Property that is to be mortgaged
The most crucial parameter for the loan against property, as suggested by the name, is property which is mortgaged. Lenders agree with both commercial and residential properties and, in specific cases, agricultural properties even. The lender may generally be willing to process the loan amount that is equivalent to 70 to 80 per cent of the property value that is mortgaged. Note that the eligible loan proceeds may be higher for commercial properties than residential properties.
CIBIL score refers to credit score. Basically, credit score gets accorded to those to ascertain their credibility. The higher the credit score, the more likely it is that they will be able to repay the loan against the property. CIBIL score basically ranges anywhere between 300 and 900. There are various parameters that decide your CIBIL score; a few of them involve your income level, credit history, net worth etc. Generally, lenders just offer a loan to applicants with a minimal credit score of 750 and above. A credit score of 750 and above is thought to be good by the lenders as it shows the responsible credit behaviour of the applicant. A high score even boosts the chances of availing of a loan due to lower credit risk.
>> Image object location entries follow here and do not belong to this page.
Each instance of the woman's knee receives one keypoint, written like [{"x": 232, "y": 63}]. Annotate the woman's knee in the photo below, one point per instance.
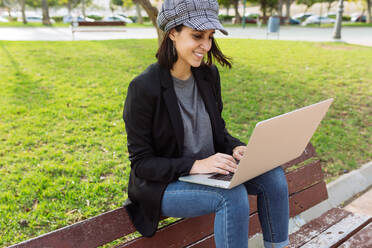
[{"x": 236, "y": 197}]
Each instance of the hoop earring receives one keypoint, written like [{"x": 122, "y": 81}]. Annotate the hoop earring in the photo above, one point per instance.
[{"x": 174, "y": 50}]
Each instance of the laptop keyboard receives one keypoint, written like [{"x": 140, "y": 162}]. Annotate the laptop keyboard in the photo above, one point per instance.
[{"x": 222, "y": 177}]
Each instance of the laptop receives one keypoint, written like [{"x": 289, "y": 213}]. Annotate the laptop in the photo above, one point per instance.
[{"x": 273, "y": 142}]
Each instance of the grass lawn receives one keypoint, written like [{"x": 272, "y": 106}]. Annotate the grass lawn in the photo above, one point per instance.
[
  {"x": 63, "y": 144},
  {"x": 149, "y": 24},
  {"x": 60, "y": 25}
]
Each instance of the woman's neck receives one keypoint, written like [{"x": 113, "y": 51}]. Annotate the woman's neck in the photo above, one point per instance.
[{"x": 181, "y": 70}]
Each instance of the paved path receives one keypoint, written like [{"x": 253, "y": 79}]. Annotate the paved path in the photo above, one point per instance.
[
  {"x": 362, "y": 205},
  {"x": 354, "y": 35}
]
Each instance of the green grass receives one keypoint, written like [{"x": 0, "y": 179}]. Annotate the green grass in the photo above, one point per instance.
[
  {"x": 31, "y": 25},
  {"x": 62, "y": 140},
  {"x": 58, "y": 24}
]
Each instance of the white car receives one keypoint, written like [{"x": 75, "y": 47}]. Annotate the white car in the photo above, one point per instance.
[
  {"x": 69, "y": 19},
  {"x": 3, "y": 19},
  {"x": 117, "y": 18},
  {"x": 38, "y": 19},
  {"x": 302, "y": 16},
  {"x": 317, "y": 20},
  {"x": 126, "y": 18}
]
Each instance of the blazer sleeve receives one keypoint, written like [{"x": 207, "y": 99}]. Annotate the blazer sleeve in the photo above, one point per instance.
[
  {"x": 138, "y": 113},
  {"x": 230, "y": 141}
]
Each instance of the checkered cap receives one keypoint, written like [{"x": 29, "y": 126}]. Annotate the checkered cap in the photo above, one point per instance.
[{"x": 196, "y": 14}]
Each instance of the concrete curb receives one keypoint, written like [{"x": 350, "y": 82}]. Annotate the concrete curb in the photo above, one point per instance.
[{"x": 339, "y": 191}]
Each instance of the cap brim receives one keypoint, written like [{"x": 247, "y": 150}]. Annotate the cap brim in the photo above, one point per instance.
[{"x": 205, "y": 24}]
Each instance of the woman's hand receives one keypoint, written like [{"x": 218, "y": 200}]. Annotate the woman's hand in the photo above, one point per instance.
[
  {"x": 238, "y": 152},
  {"x": 218, "y": 163}
]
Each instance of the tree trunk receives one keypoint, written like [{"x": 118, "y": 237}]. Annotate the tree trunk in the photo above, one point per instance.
[
  {"x": 152, "y": 12},
  {"x": 369, "y": 17},
  {"x": 9, "y": 14},
  {"x": 69, "y": 7},
  {"x": 139, "y": 14},
  {"x": 45, "y": 9},
  {"x": 23, "y": 10},
  {"x": 329, "y": 7},
  {"x": 263, "y": 9},
  {"x": 83, "y": 8},
  {"x": 287, "y": 10},
  {"x": 280, "y": 8},
  {"x": 238, "y": 18}
]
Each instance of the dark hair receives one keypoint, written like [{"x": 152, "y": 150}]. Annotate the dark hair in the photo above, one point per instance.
[{"x": 167, "y": 58}]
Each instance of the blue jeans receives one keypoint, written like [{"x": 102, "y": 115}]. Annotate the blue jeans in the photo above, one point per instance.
[{"x": 231, "y": 208}]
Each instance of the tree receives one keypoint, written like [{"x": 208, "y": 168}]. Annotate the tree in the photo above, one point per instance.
[
  {"x": 45, "y": 10},
  {"x": 114, "y": 3},
  {"x": 23, "y": 10},
  {"x": 9, "y": 5},
  {"x": 226, "y": 4},
  {"x": 238, "y": 18},
  {"x": 138, "y": 11}
]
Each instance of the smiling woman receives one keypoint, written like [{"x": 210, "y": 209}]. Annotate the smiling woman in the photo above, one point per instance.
[{"x": 173, "y": 119}]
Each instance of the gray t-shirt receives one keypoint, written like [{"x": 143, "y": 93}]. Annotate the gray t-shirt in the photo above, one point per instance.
[{"x": 198, "y": 136}]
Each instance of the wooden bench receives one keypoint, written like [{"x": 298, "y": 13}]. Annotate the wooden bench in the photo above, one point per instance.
[
  {"x": 306, "y": 189},
  {"x": 97, "y": 26}
]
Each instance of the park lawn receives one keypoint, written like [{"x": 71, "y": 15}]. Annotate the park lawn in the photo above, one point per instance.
[
  {"x": 32, "y": 25},
  {"x": 63, "y": 143}
]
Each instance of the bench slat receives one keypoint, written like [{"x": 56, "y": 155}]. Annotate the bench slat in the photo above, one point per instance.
[
  {"x": 179, "y": 234},
  {"x": 115, "y": 224},
  {"x": 316, "y": 226},
  {"x": 308, "y": 153},
  {"x": 308, "y": 198},
  {"x": 304, "y": 177},
  {"x": 88, "y": 233},
  {"x": 337, "y": 233}
]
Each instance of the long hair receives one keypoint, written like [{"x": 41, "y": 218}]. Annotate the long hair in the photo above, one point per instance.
[{"x": 167, "y": 57}]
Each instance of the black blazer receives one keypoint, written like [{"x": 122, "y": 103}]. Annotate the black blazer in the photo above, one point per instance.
[{"x": 155, "y": 136}]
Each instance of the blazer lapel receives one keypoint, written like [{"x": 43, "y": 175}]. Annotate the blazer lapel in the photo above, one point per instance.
[
  {"x": 170, "y": 99},
  {"x": 205, "y": 89}
]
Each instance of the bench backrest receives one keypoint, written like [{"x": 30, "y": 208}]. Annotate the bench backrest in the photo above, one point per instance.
[{"x": 306, "y": 188}]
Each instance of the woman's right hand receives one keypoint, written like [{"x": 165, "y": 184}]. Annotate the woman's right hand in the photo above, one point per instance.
[{"x": 218, "y": 163}]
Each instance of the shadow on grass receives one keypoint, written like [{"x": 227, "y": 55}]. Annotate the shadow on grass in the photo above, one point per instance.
[{"x": 26, "y": 91}]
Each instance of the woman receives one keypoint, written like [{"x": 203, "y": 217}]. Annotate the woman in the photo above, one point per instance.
[{"x": 174, "y": 128}]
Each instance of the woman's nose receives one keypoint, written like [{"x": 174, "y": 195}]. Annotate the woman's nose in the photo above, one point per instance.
[{"x": 206, "y": 44}]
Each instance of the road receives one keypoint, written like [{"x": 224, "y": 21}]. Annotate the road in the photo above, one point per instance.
[{"x": 353, "y": 35}]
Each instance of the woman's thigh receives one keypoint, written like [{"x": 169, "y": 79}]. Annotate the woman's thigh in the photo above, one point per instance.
[{"x": 182, "y": 199}]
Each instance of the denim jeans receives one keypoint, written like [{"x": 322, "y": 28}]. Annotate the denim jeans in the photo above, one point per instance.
[{"x": 231, "y": 208}]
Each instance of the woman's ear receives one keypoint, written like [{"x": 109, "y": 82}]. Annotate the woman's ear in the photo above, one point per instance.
[{"x": 172, "y": 34}]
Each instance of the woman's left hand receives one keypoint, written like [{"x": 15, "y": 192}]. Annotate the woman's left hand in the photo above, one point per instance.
[{"x": 238, "y": 152}]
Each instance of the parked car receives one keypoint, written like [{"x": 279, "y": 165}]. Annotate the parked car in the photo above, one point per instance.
[
  {"x": 69, "y": 19},
  {"x": 356, "y": 17},
  {"x": 317, "y": 20},
  {"x": 3, "y": 19},
  {"x": 126, "y": 18},
  {"x": 117, "y": 18},
  {"x": 37, "y": 19},
  {"x": 302, "y": 16},
  {"x": 293, "y": 21}
]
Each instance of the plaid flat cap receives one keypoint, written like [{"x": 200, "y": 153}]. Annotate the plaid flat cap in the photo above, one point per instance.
[{"x": 196, "y": 14}]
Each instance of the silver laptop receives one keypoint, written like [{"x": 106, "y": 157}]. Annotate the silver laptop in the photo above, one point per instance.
[{"x": 273, "y": 142}]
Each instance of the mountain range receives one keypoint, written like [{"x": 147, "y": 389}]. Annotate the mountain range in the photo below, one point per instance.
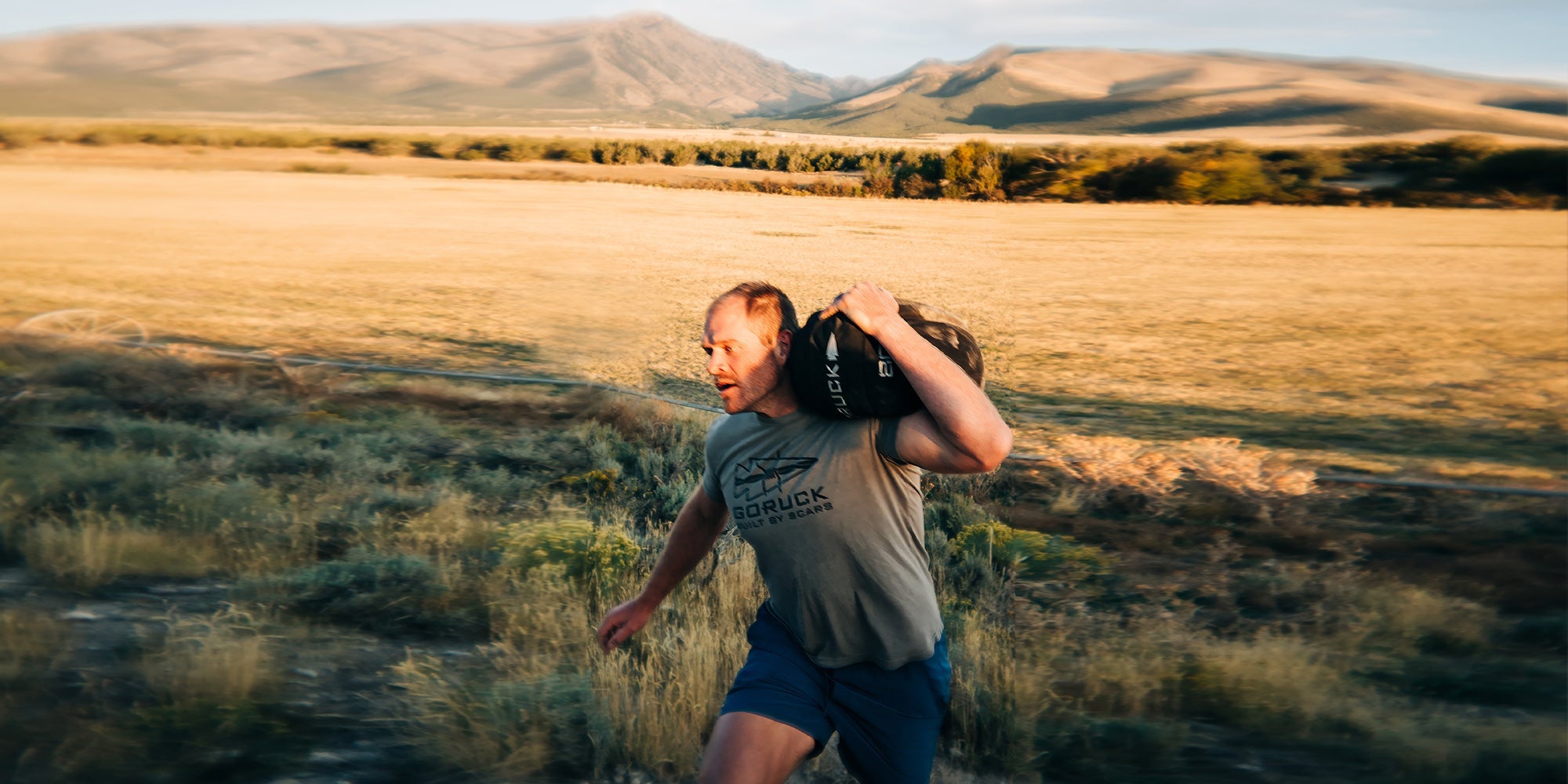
[{"x": 652, "y": 70}]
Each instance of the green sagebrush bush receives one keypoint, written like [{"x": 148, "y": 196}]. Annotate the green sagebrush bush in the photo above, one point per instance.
[
  {"x": 380, "y": 592},
  {"x": 586, "y": 551},
  {"x": 1033, "y": 554}
]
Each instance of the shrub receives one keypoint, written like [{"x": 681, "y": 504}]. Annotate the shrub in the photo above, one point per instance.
[
  {"x": 387, "y": 593},
  {"x": 1033, "y": 554},
  {"x": 583, "y": 550}
]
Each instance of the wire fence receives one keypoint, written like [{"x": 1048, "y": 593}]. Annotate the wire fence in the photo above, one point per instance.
[{"x": 283, "y": 361}]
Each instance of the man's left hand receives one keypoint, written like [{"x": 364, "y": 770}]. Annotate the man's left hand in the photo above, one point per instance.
[{"x": 868, "y": 305}]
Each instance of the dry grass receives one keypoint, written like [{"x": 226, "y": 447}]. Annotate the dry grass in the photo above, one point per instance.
[
  {"x": 29, "y": 642},
  {"x": 223, "y": 659},
  {"x": 647, "y": 706},
  {"x": 1387, "y": 336},
  {"x": 96, "y": 550}
]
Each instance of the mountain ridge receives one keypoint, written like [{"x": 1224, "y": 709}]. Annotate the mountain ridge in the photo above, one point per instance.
[{"x": 650, "y": 68}]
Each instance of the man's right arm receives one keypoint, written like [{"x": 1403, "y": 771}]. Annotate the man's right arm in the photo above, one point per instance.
[{"x": 691, "y": 540}]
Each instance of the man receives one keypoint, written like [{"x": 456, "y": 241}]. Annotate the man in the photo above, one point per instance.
[{"x": 851, "y": 639}]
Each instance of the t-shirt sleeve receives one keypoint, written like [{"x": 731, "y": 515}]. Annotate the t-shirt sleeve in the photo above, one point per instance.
[
  {"x": 887, "y": 435},
  {"x": 711, "y": 485}
]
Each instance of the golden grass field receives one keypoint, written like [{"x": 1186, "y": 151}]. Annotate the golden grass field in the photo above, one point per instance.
[{"x": 1387, "y": 341}]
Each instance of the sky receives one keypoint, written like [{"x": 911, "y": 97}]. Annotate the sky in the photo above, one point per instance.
[{"x": 877, "y": 38}]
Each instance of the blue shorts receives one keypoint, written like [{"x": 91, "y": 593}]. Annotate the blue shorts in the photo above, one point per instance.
[{"x": 888, "y": 720}]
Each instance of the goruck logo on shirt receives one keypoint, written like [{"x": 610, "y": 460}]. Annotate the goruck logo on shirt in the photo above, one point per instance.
[{"x": 761, "y": 498}]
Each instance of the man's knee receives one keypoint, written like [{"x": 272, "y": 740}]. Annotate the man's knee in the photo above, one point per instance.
[{"x": 750, "y": 749}]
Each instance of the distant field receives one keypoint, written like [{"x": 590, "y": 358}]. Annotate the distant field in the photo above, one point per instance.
[
  {"x": 1327, "y": 136},
  {"x": 1365, "y": 339}
]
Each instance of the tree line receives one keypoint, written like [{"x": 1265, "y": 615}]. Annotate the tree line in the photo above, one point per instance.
[{"x": 1461, "y": 172}]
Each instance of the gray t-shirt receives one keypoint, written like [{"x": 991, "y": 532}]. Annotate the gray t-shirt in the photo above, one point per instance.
[{"x": 838, "y": 531}]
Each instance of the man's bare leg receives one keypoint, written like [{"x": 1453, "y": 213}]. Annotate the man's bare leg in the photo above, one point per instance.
[{"x": 749, "y": 749}]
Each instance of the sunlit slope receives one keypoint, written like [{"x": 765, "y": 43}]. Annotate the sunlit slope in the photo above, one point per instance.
[
  {"x": 1362, "y": 336},
  {"x": 642, "y": 67},
  {"x": 1112, "y": 92}
]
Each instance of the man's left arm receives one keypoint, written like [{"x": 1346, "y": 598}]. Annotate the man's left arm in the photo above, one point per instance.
[{"x": 960, "y": 430}]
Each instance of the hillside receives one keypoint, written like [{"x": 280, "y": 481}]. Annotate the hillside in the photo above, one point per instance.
[
  {"x": 1114, "y": 92},
  {"x": 631, "y": 68},
  {"x": 652, "y": 70}
]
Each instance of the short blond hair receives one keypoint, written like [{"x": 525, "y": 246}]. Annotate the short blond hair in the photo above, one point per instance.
[{"x": 766, "y": 307}]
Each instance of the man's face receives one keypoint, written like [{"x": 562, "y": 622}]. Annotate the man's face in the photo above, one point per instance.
[{"x": 744, "y": 369}]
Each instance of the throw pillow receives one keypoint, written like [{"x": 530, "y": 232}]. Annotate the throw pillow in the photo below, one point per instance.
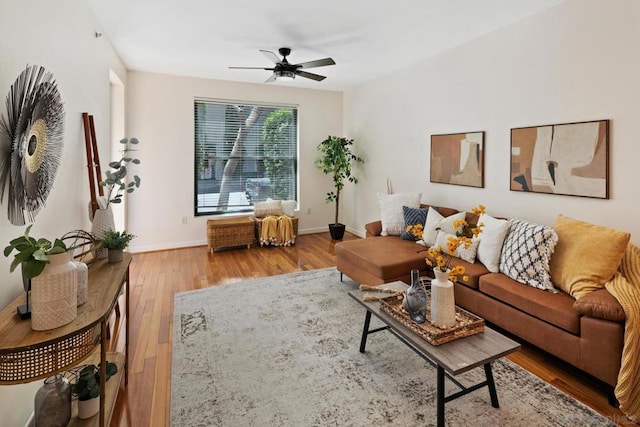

Before processing the loan against property, applicants must provide a wide range of documents as proof to the bank. Even though all lender has different conditions, there are basic documents that all lenders will ask for. These documents include –
- Income tax returns for the past 2 years
- Copy of the documents of properties that are mortgaged
- Latest salary slips or the bank account statements
- Address proof like the utility bills etc.
- Identity proof like the Aadhaar card or PAN card.
While the loan is processed, the loan officer might ask for additional loan documents even. In case of any discrepancies in the documents, the application may be cancelled. Thus, ensure to provide all correct information when filling up the application form for a loan against property.